男の人だから当たり前なんだけど、その節だった長い指を見てたら今更だけど恥ずかしくなってきた。
これって結構大胆な事なんじゃ……。
「小さい指だな」
閣下の優しい声にハッとした。
すると絡めていた小指にフッと柔らかい感触が触れた。
え?
閣下は絡めていた指を自分の口元へ引き寄せ、私の小指にキスをしていた。
でもそれだけにとどまらず、そのまま私の手の向きをくるりと変え、今度は手の甲に唇を当てた。
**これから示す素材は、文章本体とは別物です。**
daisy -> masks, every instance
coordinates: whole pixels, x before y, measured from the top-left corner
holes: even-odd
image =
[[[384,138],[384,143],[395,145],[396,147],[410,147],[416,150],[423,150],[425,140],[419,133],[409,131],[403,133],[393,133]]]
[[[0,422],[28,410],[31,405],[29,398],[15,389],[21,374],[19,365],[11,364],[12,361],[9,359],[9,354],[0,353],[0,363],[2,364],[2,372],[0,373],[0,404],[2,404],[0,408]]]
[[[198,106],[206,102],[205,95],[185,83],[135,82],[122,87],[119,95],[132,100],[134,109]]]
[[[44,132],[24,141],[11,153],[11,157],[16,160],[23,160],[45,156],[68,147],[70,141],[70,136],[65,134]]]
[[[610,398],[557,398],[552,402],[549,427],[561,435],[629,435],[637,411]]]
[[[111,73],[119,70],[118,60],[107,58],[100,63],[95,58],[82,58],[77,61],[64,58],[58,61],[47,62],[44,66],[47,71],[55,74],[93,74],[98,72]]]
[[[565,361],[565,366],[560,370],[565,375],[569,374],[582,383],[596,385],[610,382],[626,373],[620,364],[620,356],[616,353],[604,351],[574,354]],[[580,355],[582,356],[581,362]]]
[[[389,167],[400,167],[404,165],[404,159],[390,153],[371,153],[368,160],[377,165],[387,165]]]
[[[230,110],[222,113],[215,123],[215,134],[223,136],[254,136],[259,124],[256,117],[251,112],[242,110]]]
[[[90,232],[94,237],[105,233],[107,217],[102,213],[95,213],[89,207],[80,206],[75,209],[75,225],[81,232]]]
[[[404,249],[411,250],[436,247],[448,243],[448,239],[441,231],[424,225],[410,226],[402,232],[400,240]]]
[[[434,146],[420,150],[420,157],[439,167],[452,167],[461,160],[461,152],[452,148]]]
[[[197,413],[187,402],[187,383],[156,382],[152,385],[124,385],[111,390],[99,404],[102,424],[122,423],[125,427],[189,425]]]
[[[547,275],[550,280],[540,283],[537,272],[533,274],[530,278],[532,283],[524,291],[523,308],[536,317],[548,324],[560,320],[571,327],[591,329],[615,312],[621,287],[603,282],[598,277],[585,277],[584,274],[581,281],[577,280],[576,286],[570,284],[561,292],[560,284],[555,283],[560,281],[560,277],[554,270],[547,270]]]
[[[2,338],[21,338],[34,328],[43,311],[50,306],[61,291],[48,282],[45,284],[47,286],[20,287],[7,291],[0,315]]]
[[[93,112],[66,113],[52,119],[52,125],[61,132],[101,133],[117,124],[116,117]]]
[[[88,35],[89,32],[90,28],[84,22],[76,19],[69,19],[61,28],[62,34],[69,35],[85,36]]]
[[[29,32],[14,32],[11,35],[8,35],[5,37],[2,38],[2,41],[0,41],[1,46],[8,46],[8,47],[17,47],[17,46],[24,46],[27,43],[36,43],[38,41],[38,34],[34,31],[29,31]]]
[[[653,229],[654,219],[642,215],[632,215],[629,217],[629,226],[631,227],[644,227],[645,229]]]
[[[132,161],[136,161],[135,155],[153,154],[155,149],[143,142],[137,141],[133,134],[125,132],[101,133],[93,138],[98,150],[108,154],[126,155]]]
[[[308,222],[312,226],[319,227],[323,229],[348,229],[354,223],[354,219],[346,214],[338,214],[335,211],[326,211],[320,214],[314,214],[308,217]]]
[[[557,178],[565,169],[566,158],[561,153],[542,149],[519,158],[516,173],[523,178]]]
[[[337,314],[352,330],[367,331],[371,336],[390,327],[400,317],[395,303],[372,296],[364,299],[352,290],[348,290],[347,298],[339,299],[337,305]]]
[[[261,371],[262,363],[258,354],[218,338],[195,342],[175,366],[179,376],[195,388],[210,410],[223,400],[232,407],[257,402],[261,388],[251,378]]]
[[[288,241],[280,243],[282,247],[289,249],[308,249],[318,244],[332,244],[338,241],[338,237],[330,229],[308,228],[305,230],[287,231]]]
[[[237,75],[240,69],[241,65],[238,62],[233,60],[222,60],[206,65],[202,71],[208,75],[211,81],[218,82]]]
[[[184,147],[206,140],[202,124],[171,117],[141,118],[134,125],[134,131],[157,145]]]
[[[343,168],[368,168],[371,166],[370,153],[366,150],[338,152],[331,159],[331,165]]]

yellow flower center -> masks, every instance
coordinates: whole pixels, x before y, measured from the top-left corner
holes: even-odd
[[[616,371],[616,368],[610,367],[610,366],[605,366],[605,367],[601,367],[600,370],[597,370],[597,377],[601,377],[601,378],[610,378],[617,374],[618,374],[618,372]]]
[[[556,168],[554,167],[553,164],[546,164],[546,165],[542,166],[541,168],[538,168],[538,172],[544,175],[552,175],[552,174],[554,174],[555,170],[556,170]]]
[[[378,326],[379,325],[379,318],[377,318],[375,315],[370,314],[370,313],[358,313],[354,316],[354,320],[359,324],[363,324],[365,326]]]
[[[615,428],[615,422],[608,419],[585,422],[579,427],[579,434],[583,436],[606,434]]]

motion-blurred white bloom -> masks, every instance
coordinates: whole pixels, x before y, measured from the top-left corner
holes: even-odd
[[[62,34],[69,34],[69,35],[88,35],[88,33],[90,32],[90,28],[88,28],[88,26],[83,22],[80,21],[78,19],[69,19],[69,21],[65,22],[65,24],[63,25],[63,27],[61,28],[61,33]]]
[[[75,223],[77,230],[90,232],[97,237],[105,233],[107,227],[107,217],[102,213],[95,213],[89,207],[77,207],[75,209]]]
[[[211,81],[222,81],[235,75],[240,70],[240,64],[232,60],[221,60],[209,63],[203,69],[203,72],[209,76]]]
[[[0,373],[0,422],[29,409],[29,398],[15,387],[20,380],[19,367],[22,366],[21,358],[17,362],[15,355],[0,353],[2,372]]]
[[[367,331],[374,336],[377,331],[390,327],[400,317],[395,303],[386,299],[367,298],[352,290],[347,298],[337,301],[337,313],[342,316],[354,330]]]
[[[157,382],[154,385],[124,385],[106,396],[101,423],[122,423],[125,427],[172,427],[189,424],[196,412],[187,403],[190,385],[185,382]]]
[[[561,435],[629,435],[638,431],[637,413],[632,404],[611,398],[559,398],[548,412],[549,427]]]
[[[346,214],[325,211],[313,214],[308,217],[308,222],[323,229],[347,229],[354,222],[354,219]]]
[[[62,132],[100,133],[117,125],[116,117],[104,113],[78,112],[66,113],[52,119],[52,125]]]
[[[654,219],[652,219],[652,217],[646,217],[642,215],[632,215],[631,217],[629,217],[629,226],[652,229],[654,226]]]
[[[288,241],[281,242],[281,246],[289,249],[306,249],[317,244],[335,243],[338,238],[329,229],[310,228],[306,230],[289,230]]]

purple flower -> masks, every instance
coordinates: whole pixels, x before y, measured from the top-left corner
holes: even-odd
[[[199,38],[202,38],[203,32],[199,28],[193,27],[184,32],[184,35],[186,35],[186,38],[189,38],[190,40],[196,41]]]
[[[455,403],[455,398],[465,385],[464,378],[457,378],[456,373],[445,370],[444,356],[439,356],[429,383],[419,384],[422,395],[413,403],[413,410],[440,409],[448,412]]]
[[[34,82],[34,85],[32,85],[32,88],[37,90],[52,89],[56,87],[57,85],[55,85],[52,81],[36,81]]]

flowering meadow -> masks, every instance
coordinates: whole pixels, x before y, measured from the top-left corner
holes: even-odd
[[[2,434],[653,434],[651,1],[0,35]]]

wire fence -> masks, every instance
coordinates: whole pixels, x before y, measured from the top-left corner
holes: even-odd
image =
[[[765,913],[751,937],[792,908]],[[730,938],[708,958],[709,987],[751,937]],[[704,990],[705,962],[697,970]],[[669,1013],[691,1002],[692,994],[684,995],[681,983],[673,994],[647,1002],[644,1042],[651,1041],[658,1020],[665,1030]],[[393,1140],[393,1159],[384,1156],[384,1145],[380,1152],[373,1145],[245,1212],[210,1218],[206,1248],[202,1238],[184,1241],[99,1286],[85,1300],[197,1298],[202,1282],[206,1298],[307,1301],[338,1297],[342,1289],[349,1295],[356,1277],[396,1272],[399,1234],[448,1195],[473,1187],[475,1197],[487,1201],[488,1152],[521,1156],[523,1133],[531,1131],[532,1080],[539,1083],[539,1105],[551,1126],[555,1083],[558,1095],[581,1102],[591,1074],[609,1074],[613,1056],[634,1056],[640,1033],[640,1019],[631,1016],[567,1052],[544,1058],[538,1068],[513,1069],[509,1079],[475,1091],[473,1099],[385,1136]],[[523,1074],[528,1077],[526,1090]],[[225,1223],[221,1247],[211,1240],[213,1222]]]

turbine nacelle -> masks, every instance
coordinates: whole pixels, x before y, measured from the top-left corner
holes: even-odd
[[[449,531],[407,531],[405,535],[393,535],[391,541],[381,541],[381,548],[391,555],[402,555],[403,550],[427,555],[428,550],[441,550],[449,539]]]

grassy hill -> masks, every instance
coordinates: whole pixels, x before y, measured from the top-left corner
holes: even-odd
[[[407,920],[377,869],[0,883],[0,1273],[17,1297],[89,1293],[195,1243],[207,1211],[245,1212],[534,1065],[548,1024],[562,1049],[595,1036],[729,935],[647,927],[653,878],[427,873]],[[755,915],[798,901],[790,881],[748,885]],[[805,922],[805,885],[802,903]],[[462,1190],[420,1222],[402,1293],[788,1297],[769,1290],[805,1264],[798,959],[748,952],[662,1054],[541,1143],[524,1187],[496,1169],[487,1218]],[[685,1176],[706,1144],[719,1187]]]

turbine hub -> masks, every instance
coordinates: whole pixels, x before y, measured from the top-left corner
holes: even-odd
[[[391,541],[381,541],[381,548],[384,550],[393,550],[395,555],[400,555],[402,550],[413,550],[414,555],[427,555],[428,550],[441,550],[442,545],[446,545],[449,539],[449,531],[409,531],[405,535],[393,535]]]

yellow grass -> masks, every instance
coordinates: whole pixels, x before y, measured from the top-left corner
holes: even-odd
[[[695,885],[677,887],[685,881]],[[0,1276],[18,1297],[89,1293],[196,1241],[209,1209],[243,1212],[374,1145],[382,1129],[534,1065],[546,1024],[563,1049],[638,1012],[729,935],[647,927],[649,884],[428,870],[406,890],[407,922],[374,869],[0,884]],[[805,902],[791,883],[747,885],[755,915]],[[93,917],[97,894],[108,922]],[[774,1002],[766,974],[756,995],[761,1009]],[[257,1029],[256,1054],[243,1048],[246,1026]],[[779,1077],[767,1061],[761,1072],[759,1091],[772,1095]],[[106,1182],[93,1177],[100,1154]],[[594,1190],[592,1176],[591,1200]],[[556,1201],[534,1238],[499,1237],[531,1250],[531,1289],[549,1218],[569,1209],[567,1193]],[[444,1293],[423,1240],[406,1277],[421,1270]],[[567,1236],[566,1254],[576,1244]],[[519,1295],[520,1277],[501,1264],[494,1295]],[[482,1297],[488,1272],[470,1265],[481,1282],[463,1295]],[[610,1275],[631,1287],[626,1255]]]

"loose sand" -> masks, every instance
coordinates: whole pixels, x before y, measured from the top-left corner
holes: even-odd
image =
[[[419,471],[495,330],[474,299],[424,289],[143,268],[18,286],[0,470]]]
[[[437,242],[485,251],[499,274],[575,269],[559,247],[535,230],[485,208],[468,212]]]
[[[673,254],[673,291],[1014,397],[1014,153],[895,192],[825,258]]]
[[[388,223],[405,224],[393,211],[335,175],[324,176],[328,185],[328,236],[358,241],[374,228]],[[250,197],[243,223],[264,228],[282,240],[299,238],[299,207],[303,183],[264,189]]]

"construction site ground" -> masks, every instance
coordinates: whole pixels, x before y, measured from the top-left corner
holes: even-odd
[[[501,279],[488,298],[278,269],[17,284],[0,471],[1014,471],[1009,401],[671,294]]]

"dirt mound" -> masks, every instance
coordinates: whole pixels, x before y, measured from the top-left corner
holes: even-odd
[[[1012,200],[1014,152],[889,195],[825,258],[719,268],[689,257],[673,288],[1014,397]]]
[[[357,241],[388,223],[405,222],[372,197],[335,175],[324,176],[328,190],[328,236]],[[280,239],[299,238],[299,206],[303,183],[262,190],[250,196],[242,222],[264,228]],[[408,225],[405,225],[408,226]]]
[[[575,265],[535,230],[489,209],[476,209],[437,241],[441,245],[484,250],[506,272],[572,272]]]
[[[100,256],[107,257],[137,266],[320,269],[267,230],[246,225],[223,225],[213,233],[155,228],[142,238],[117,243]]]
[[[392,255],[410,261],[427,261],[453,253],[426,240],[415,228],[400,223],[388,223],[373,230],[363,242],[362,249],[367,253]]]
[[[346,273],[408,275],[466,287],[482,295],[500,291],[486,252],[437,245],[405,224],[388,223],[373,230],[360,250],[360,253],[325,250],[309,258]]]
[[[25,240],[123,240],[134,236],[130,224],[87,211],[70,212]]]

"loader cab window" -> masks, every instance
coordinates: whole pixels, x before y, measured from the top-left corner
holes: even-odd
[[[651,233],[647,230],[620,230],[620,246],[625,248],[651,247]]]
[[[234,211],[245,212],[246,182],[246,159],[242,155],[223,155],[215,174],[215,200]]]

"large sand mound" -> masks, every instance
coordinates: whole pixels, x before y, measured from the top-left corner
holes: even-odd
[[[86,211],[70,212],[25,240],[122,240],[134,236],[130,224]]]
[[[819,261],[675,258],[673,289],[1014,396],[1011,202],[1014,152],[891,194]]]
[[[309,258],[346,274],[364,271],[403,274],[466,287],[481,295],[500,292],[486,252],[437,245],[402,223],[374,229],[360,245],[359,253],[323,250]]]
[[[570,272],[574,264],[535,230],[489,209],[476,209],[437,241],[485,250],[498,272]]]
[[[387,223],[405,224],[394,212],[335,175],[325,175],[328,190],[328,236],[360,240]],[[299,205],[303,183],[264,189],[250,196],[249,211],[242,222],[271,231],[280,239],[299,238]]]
流れるような自然な仕草にぼーっとしていたら、前髪から覗く紺青の瞳が私を捉えた。
「ヴランディの名にかけてこの約束を生涯守ると誓う。 だからこれからも、君の側に居させてほしい」
閣下の青い瞳が、いつもよりも色濃くなって見えた。
いつの間にか涙も止まり、呼吸さえも忘れてしまっていた。
すると閣下は小さく笑った。
泣きそうな、でも穏やかな表情で。